I finally understood: players never play the way developers expect
Hey everyone, back with another embarrassing gamedev facepalm. Hopefully you get a laugh out of my pain, and maybe avoid doing this yourself.
So, I added a lock-on system to my horror game to make the combat sections a bit more manageable. Turns out, literally nobody uses it. Every Let's Play I've watched, players just panic and start blasting immediately. I guess when a monster is rushing you, reading text tutorials goes right out the window.
For a while, I didn't even think it was an issue. I actually convinced myself that the frantic, non-locked-on combat made the game feel more intense and immersive.
Then I watched this run:
https://www.youtube.com/watch?v=ri0T11XNwck&t=2962s
This poor M&K (mouse and keyboard) player spent a painful amount of time just mag-dumping straight into the final boss’s head.
The kicker? I forgot to put a hitbox on the head.

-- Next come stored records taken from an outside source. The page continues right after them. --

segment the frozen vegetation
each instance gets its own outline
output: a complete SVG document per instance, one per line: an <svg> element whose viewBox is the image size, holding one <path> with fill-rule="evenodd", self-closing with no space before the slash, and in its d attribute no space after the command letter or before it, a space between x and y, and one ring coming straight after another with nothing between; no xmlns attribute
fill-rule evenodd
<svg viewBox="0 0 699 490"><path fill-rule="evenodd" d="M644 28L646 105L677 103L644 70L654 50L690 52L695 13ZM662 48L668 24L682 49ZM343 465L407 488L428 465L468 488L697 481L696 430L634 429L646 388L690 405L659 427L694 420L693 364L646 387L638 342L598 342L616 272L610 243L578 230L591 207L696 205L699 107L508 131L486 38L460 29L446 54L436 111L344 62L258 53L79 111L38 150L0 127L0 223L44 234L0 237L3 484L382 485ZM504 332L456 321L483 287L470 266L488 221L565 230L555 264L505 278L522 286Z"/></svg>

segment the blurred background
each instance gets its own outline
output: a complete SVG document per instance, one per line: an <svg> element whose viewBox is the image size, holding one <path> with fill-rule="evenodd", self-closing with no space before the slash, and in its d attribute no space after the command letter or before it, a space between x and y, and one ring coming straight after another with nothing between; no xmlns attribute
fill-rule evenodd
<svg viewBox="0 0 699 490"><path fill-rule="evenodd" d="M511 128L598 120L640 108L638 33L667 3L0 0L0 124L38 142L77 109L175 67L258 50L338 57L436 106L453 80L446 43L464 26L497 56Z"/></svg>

Throw in a phase 2 model change, and the whole fight turned into an absolute clusterfuck. Watching it was a rollercoaster of laughing out loud and wanting to crawl into a hole and die of embarrassment. Honestly, massive respect to that YouTuber for not rage-quitting and actually finishing the game.
The stupidest part is exactly why this bug made it to release. I had scaled the boss up by 1.4x late in development. But because of my own dev tunnel vision, I never noticed the missing hitbox. Why? Because I always test with a controller, I always use my own lock-on mechanic, and it naturally aims for center mass instead of the head.